In some stretches, the French side of the Pyrenees is less accessible than the Spanish side. The inland valley of the Ariège, for example, which runs north from Andorra, was kept apart politically from Cerdagne and Roussillon by a near-impassable tract. As a result, the counts of Foix, who once dominated the Ariège, were drawn westwards into Béarn and Navarre. The eastern Pyrenees, in contrast, though containing some mighty summits, have always invited human movement and migration, rarely acting as the cultural and linguistic wall which political planners in Paris or Madrid might have preferred. The area of Catalan speech, for instance, straddles the Pyrenean ridge just as Basque does in the far west.

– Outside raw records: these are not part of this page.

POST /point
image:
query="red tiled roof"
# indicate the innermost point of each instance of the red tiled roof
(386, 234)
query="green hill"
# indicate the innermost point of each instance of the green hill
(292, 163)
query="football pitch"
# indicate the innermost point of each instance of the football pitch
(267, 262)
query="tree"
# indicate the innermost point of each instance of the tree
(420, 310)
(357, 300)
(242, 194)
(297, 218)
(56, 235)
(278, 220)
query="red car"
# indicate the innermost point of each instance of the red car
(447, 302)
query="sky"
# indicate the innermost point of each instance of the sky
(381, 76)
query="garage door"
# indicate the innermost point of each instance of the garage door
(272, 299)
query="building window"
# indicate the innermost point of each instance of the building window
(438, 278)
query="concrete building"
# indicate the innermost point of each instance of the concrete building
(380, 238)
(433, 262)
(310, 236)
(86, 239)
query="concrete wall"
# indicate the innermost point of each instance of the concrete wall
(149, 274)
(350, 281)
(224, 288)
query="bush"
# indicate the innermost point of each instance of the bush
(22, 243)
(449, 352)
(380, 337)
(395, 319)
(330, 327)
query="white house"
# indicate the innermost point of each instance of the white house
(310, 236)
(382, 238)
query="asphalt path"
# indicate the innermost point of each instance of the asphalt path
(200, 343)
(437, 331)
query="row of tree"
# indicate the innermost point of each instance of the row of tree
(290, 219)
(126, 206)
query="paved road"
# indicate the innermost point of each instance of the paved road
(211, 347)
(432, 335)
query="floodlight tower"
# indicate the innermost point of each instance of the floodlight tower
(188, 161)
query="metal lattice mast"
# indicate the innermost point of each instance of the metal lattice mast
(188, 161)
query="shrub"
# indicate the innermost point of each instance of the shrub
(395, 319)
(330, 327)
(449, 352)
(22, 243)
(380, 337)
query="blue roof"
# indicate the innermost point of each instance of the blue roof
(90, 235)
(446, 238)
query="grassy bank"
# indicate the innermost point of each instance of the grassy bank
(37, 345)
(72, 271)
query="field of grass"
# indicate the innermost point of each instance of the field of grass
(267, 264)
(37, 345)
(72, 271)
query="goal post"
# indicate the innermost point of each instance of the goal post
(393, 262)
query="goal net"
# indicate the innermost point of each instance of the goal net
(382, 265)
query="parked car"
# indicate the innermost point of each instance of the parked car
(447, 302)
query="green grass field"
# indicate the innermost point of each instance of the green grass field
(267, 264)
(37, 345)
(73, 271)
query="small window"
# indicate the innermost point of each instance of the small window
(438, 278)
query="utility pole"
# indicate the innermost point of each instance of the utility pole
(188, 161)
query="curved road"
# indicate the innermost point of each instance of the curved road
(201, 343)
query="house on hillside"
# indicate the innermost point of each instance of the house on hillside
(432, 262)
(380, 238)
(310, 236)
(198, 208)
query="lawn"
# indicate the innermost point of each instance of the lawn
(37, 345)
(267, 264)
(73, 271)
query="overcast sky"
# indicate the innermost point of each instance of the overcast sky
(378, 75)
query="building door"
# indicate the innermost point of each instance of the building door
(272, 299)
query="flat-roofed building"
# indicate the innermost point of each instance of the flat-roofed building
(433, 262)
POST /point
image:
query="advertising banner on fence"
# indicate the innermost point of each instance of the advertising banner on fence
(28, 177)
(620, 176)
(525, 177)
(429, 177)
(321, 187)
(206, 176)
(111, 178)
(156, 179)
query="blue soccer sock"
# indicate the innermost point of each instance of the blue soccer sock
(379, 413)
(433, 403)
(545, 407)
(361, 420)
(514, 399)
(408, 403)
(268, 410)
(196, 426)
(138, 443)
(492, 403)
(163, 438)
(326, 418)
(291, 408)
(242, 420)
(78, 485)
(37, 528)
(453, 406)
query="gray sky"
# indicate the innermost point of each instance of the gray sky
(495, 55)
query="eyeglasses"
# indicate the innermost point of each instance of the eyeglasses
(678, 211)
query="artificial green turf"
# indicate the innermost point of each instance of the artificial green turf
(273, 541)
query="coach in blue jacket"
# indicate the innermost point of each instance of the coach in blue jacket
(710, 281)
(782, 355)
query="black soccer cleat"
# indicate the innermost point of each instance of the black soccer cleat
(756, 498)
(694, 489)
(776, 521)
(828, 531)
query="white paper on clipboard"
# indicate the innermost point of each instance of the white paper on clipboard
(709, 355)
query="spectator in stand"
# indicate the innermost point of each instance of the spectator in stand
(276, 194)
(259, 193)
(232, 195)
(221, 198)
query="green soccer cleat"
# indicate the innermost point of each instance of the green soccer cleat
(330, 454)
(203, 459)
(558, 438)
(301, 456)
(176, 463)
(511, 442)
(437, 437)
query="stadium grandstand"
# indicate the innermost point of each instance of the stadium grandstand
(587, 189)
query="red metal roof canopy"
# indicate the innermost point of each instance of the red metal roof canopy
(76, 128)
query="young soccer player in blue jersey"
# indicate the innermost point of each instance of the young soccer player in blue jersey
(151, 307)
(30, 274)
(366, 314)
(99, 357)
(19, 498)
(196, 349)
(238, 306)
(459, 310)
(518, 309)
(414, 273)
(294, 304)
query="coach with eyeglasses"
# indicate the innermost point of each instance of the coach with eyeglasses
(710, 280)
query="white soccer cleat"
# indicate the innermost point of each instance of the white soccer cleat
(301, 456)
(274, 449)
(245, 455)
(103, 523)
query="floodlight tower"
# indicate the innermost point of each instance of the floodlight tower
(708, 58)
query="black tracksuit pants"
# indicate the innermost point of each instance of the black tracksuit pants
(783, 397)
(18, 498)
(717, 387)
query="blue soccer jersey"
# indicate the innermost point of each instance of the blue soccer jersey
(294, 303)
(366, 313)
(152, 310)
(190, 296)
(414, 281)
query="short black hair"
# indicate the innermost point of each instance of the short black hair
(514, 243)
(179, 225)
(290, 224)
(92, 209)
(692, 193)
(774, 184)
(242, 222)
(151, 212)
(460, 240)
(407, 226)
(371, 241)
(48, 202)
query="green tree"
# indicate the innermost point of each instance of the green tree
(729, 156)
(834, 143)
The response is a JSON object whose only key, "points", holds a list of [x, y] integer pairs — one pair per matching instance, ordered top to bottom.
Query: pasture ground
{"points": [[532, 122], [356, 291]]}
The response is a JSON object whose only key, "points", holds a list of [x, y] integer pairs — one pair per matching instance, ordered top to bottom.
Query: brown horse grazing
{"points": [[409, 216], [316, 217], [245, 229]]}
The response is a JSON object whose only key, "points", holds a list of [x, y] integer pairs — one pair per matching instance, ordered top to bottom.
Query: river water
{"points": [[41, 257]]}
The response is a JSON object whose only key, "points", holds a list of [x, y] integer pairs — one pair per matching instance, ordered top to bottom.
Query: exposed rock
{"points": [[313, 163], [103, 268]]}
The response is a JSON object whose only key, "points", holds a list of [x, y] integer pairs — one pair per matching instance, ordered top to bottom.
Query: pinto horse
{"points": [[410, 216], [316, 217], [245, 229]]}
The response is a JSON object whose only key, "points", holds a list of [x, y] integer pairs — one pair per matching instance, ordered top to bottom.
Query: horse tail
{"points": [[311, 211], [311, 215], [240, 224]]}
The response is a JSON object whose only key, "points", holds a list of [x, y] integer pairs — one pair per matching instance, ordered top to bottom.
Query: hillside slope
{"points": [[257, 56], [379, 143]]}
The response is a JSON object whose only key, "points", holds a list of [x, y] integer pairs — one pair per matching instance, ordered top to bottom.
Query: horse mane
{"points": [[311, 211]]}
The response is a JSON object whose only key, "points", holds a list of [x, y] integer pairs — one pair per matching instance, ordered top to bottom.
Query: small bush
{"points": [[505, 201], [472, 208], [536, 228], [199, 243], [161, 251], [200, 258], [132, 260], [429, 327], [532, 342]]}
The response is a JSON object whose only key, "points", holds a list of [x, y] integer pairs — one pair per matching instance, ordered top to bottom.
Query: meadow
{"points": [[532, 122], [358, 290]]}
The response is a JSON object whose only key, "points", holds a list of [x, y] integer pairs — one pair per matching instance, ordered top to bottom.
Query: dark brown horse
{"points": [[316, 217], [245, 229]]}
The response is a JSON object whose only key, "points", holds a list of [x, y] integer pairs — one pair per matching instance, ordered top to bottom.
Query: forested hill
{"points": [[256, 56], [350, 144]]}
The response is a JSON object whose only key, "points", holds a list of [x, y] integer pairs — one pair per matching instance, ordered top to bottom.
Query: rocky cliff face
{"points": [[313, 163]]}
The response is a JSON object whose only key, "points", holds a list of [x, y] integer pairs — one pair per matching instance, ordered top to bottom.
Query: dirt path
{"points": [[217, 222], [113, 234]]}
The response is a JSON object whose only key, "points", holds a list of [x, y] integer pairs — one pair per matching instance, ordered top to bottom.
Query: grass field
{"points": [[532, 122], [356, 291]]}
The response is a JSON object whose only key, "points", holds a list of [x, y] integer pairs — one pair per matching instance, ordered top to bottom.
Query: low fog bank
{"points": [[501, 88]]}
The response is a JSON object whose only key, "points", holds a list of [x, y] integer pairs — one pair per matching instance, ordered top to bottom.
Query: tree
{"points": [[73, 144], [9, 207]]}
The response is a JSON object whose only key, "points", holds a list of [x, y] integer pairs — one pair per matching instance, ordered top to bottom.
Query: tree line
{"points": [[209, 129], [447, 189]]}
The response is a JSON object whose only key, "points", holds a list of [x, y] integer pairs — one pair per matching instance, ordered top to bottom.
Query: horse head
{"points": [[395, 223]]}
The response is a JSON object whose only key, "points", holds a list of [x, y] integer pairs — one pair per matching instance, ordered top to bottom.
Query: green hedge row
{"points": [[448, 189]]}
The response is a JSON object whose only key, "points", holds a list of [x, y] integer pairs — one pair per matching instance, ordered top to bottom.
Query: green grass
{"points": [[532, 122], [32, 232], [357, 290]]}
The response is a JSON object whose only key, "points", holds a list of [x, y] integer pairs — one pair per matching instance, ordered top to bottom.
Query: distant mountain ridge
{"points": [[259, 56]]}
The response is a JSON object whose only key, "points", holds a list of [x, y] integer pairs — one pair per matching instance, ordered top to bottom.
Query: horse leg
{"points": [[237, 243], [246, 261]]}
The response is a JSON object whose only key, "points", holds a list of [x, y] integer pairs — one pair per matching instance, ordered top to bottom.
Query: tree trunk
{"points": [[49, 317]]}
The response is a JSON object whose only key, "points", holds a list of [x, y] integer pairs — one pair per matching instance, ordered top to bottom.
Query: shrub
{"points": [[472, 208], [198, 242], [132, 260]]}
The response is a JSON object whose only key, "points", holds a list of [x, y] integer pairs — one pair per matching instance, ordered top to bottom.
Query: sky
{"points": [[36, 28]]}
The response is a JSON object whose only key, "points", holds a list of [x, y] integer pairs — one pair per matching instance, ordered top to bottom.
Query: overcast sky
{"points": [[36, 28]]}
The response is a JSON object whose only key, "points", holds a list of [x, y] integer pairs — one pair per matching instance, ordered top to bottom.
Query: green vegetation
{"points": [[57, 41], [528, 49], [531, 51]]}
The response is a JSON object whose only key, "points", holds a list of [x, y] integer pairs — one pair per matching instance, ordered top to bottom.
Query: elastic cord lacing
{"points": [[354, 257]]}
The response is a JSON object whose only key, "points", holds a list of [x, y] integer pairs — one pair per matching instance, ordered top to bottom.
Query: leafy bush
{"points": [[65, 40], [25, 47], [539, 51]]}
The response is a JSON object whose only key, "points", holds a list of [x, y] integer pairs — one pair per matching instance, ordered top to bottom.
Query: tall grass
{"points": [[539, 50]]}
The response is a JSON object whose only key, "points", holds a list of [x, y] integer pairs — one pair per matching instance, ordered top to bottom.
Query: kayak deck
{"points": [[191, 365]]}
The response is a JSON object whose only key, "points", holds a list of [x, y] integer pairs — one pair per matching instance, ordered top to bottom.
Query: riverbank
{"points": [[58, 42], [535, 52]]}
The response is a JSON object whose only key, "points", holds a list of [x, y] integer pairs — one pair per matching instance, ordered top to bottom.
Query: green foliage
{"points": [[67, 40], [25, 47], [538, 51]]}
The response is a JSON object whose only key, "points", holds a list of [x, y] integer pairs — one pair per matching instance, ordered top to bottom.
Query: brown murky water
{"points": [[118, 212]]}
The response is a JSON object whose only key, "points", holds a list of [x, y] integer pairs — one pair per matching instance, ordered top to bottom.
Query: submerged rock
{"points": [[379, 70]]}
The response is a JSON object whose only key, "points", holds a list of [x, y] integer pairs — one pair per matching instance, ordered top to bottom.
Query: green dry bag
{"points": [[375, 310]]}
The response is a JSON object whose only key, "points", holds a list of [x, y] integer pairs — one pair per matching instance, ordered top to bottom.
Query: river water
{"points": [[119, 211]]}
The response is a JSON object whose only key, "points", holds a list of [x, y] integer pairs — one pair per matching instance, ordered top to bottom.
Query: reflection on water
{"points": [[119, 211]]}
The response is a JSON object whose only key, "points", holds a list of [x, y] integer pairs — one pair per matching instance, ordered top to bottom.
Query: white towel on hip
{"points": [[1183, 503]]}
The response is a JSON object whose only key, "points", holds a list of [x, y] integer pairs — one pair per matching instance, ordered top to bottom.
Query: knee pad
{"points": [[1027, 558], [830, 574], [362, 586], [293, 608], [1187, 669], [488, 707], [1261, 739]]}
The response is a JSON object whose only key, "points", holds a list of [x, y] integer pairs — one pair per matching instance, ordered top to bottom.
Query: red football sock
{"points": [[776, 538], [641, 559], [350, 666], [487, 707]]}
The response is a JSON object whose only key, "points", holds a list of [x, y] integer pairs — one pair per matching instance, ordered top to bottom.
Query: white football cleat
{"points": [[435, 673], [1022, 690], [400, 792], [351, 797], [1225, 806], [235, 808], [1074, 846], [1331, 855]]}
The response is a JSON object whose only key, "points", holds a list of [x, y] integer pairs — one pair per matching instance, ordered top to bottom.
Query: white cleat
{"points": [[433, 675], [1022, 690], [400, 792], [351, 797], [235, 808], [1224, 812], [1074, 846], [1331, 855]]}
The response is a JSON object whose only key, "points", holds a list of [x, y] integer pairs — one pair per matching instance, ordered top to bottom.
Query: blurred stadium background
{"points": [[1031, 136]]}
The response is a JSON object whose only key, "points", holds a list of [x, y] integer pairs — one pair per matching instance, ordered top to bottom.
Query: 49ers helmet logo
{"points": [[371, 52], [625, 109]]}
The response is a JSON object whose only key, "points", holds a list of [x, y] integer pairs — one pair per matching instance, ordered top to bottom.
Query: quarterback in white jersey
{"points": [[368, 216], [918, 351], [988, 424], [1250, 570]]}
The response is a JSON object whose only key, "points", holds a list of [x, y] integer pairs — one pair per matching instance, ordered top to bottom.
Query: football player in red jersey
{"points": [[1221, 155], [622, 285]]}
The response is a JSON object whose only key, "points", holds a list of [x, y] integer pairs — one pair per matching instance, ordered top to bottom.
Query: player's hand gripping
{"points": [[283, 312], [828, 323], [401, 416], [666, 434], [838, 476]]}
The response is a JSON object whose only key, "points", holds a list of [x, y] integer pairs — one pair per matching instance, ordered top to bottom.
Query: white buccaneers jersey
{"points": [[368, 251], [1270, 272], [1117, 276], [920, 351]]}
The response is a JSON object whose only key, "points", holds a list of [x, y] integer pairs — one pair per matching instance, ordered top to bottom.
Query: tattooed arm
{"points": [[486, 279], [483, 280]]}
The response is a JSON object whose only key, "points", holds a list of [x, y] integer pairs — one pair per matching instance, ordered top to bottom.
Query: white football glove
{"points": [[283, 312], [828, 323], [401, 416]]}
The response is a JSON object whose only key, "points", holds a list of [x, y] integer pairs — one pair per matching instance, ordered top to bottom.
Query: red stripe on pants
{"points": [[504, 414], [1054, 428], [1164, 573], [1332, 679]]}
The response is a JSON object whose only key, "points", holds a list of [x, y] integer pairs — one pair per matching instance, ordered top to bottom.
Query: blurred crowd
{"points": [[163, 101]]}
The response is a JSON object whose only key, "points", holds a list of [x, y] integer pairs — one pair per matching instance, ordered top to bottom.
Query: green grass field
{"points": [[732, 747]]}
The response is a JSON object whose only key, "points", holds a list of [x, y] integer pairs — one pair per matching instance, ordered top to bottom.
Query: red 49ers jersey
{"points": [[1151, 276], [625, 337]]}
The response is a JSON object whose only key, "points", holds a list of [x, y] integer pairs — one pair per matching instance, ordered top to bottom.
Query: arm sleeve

Roussillon (Rosselló in Catalan) combines a short length of coastline with a long stretch of the Pyrenean ridge. Its 1,500 square miles are dominated by one huge mountain and two transverse rivers. Le Mont Canigou or ‘Canigo’ (9,137 feet), where Catalans light their traditional Midsummer Eve bonfires, is visible across the sea from the vicinity of distant Marseille. The Rivers Têt and Tech, which water the Roussillon plain, rise in the upland districts of Conflent and Vallespir respectively, once counties in their own right. The region is famed for its
vin doux naturel
from the Côte Vermeille, for its ancient Romanesque abbeys such as St Michel de Cuxa or St Martin de Canigou, and for some of ‘the most beautiful villages in France’ – Castelnou among them, together with Evol, Mosset, Vinca and St Laurent de Cerdans.
7
From the thirteenth century onwards, Roussillon’s northernmost border, from the plateau of Caspir to the medieval fortress of Salses, formed a defence line against the growing power of France. It faces the formidable ‘five sons of Carcassonne’, the French castles of Aguilar, Quéribus, Peyrepertuse, Puilaurens and Termes along the Languedoc frontier. Salses was built to plug the gap between the seaside lagoons and the inland heights.